Released to tie in with the new 40k Genestealer Cults rules and miniatures, this a relatively short but enjoyably complex and sinister novel from an author who’s known for his unconventional storytelling. Here he scatters a few familiar faces from his previous work into a collection of troubled, flawed characters who bring the sinister world of Redemption to life in a story that’s dark, twisty and at times genuinely chilling. Nobody in this story is a straight-up good guy, instead it’s all shades of grey from the close-mouthed, reluctant soldier Cross to the medicae, Ariken, who embraces life as a soldier under the tutelage of the decideldy creepy Captain Omazet. As for the members of the sect/cult – the eerie Spiral Dawn – well, they’re just downright sinister…but strangely sympathetic.
Cross and Ariken are the key characters, but Fehervari populates the story with a varied supporting cast, fleshing out both the suspicious, perhaps cursed guardsmen of the Black Flag and the members of the insidious Spiral Dawn. Most of these characters are driven by complex, at times unclear motivations, which helps give the story a strong sense of mystery alongside the uneasy tension that underpins the whole thing – there’s an inevitability to affairs that only ramps up as the book progresses.

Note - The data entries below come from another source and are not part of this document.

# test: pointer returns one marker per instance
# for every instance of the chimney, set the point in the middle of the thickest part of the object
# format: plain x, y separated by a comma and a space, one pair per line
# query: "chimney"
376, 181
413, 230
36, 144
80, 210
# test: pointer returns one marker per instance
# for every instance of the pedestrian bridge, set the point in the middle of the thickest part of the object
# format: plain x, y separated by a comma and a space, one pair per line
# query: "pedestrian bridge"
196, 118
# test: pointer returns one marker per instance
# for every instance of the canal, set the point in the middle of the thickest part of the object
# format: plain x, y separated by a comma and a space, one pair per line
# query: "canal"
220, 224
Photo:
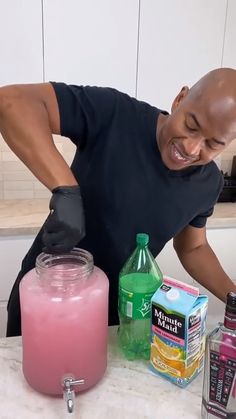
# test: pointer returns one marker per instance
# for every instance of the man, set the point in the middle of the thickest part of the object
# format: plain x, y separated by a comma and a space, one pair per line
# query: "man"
138, 169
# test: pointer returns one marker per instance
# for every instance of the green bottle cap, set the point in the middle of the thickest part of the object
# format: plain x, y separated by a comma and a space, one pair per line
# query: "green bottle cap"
142, 239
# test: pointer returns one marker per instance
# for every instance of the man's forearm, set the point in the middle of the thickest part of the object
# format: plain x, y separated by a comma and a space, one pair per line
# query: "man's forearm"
203, 266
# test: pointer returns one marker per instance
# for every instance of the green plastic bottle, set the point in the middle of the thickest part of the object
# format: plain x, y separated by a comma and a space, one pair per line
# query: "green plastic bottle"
138, 281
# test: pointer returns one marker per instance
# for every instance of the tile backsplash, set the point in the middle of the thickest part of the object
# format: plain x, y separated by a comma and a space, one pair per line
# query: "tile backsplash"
17, 182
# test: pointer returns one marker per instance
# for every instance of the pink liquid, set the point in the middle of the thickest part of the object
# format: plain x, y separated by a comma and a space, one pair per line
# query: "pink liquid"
64, 331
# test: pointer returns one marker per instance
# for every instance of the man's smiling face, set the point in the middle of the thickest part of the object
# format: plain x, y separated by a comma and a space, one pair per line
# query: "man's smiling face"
201, 125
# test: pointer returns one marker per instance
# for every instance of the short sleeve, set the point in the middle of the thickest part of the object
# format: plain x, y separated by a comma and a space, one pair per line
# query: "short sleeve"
84, 110
200, 220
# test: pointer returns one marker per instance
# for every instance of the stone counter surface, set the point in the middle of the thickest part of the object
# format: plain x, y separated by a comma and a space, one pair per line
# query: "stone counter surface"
127, 391
24, 217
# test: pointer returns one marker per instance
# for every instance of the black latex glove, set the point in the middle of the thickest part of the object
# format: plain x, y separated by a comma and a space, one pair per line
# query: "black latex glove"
65, 226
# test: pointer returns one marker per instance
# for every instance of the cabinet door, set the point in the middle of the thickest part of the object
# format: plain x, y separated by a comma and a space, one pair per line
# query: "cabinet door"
179, 42
21, 41
229, 56
92, 42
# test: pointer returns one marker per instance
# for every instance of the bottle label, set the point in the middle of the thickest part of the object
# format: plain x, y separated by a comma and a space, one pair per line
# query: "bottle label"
222, 383
230, 321
135, 305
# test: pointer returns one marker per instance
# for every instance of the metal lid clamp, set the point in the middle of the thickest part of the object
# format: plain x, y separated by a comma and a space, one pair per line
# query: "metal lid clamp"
69, 392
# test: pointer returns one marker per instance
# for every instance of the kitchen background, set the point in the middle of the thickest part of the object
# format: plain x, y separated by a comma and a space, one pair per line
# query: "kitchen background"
147, 48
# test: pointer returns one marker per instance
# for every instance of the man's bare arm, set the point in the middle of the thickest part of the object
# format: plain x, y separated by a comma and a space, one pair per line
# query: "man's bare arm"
29, 115
199, 260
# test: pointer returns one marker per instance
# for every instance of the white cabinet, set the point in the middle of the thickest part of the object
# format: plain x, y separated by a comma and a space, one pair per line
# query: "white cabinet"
179, 41
21, 41
92, 42
229, 56
12, 251
3, 318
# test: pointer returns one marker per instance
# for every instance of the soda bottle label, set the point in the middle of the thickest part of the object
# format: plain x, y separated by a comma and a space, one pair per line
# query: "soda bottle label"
135, 305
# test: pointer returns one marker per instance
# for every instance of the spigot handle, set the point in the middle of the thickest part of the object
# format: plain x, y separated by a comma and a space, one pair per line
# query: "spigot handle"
69, 393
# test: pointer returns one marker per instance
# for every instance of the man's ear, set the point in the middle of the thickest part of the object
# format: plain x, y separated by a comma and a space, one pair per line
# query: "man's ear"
182, 94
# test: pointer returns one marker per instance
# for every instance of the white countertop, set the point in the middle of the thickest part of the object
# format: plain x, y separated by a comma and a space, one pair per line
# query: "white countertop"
25, 217
127, 391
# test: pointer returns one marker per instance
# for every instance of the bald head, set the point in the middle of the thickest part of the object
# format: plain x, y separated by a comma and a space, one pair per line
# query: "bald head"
218, 83
202, 122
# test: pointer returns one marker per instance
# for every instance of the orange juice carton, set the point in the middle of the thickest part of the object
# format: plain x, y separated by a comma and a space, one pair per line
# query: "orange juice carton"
178, 331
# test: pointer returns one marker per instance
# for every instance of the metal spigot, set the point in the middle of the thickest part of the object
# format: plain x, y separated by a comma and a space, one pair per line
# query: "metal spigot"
69, 393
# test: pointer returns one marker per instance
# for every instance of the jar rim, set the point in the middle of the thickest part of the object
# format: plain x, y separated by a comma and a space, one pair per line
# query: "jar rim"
76, 258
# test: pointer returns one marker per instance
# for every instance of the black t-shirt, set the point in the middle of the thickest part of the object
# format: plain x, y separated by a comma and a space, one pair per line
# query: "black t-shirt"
125, 186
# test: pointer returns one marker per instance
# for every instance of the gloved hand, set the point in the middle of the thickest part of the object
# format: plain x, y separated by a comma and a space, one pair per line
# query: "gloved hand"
65, 226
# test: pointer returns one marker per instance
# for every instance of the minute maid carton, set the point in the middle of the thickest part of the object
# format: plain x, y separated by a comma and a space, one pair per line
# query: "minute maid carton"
178, 331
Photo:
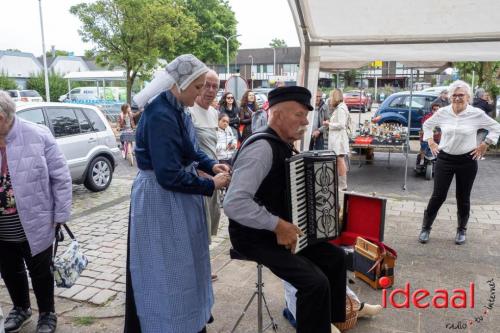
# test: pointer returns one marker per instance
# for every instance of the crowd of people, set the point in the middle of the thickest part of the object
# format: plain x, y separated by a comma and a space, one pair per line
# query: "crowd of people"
185, 145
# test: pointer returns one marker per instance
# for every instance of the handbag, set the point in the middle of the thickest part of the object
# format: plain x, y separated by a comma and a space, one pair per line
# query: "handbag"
373, 260
69, 265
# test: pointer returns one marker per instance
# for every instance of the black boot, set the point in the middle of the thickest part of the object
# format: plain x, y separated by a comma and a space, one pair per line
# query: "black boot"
426, 228
17, 319
462, 227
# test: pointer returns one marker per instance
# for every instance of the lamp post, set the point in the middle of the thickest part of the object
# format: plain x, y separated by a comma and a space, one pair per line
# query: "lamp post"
47, 88
251, 69
227, 50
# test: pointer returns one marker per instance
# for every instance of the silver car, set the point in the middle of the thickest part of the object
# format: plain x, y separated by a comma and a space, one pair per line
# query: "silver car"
83, 135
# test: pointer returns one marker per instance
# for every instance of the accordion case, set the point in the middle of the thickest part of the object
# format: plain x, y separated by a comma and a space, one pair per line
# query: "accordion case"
363, 215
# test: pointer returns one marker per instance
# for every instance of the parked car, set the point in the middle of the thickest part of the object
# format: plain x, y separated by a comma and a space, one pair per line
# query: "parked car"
359, 101
395, 109
83, 135
25, 96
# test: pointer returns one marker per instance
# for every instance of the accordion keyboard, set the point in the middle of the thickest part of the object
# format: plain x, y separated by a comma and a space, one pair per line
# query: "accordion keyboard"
299, 201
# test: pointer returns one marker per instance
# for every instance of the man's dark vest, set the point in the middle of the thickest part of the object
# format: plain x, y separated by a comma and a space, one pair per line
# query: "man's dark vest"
271, 192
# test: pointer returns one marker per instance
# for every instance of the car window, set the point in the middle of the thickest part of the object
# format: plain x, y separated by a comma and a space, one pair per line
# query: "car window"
398, 102
85, 125
32, 115
64, 121
29, 93
95, 120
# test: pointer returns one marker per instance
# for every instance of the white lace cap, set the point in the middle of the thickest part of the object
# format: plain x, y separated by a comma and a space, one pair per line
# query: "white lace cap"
182, 71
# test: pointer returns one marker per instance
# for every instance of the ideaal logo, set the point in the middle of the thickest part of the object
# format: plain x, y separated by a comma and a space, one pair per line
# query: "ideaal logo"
440, 299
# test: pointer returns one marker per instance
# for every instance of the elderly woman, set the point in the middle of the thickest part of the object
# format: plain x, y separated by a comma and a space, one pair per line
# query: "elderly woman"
168, 279
457, 155
338, 140
35, 195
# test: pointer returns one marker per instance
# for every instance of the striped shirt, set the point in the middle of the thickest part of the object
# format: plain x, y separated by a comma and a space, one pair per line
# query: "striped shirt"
11, 229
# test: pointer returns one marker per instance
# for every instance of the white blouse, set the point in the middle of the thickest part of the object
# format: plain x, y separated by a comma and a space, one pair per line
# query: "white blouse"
459, 132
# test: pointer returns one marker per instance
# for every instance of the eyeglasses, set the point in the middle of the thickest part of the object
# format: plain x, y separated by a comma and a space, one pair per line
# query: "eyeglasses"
458, 96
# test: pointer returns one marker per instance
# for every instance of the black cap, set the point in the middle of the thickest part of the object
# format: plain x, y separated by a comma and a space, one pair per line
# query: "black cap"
292, 93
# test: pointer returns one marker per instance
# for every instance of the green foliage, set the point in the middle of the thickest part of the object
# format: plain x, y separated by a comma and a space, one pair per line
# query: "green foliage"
276, 42
6, 82
215, 17
135, 33
84, 321
57, 85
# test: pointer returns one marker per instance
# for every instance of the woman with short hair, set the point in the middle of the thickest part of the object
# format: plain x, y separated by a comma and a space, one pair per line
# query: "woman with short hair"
169, 286
457, 155
35, 196
338, 140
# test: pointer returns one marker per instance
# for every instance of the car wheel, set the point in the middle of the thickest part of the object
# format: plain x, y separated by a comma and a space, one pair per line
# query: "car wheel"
99, 174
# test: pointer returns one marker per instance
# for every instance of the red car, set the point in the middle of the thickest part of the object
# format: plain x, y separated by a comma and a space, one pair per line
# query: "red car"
355, 100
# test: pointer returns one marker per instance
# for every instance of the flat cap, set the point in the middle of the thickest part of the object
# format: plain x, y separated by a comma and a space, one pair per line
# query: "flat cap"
292, 93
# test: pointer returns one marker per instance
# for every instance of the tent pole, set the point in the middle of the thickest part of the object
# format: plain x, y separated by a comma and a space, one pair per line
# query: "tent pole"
407, 148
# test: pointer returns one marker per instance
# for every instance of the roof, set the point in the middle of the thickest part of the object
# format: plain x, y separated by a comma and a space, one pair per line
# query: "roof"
284, 55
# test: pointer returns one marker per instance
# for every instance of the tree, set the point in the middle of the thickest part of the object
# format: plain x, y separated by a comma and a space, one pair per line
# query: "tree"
58, 85
276, 42
6, 82
135, 33
57, 53
216, 18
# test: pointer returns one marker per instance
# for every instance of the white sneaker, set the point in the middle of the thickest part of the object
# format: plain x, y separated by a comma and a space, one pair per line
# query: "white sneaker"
369, 310
335, 329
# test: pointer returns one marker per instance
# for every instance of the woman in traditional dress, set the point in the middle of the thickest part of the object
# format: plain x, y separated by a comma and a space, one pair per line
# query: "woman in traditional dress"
169, 288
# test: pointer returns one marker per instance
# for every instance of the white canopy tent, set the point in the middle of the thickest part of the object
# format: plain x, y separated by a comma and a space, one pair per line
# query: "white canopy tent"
336, 35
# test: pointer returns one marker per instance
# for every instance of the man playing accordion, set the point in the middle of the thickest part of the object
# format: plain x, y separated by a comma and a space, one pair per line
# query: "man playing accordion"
260, 225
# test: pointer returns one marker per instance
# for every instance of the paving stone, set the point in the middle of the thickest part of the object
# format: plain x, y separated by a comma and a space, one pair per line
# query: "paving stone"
86, 294
102, 297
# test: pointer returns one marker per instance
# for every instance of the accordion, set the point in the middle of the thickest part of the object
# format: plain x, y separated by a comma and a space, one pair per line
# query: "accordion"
313, 196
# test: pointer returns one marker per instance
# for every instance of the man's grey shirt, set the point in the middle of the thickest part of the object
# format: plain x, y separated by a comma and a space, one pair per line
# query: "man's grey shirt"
251, 167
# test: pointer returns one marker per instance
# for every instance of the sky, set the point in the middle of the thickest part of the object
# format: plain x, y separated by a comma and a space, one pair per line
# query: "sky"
20, 25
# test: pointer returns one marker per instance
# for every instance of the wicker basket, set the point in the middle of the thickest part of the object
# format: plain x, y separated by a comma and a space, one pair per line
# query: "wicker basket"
351, 316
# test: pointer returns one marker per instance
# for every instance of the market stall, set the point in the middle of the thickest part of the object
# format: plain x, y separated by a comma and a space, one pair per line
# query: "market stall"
411, 32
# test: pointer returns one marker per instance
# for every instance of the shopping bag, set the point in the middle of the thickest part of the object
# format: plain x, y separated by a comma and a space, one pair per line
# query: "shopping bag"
69, 265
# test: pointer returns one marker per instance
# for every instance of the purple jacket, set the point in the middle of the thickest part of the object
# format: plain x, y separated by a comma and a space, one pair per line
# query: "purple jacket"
41, 182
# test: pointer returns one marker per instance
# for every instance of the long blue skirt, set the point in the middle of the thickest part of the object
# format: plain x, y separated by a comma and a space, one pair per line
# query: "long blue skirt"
169, 258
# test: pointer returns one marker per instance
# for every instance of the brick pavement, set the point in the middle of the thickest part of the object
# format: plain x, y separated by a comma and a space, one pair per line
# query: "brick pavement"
96, 302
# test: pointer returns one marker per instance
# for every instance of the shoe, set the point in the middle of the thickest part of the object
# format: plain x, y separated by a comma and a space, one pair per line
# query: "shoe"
17, 319
424, 236
369, 310
47, 322
460, 237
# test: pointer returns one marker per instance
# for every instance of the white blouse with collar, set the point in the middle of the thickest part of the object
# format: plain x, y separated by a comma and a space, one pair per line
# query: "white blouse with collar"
459, 132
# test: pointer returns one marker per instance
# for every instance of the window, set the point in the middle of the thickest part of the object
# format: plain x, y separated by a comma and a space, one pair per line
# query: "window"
95, 120
64, 121
85, 126
33, 115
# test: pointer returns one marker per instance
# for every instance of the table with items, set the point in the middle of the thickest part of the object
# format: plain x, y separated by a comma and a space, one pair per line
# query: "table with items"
370, 138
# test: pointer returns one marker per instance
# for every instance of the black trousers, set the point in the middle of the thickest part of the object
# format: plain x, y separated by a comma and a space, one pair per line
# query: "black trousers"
13, 258
318, 273
464, 168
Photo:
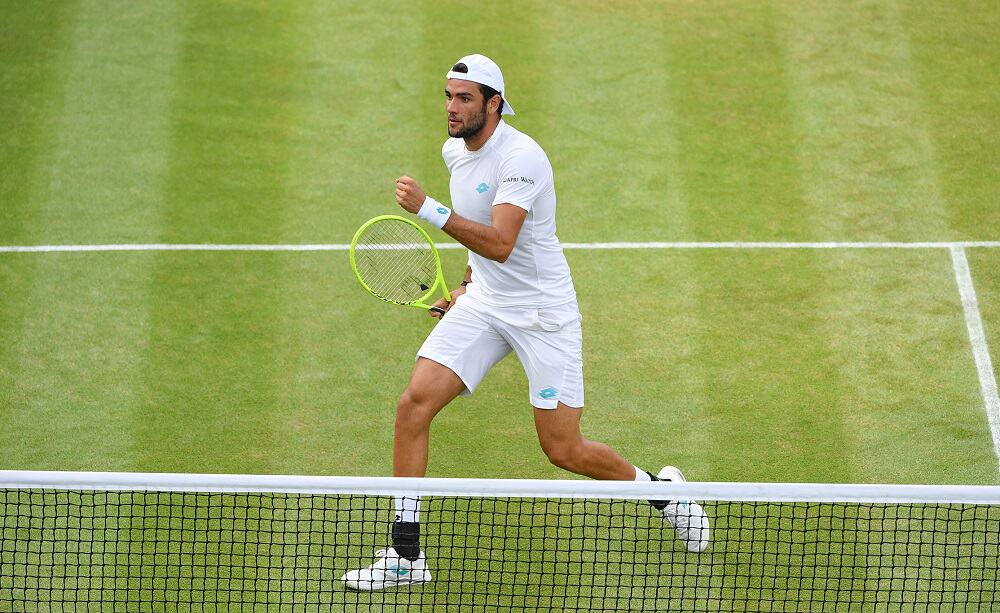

It’s a smart, engaging story that manages the difficult trick of working narratively while also fleshing out the workings of a Genestealer cult in a natural (if that’s the right word) manner.
Fehervari is clearly a talented author, but he truly excels at creating two things – a dark and sinister atmosphere, and complex, flawed characters. This book showcases both of those talents, rolled up with tantalising links to Fehervari’s other stories that hint at an untapped well of interconnected plots just waiting to be unleashed. Add to that a great sense of pace and a dark but beautiful sense of style, and the result is a fantastic book. The only downside is its length, which means you’re left wishing there had been more time to flesh out a few arcs which remain unfinished and begging to be explored further. While this sort of thing might not be to everyone’s tastes, Fehervari’s style is so fundamentally suited to the 40k universe it would be a tragedy not to see more from him.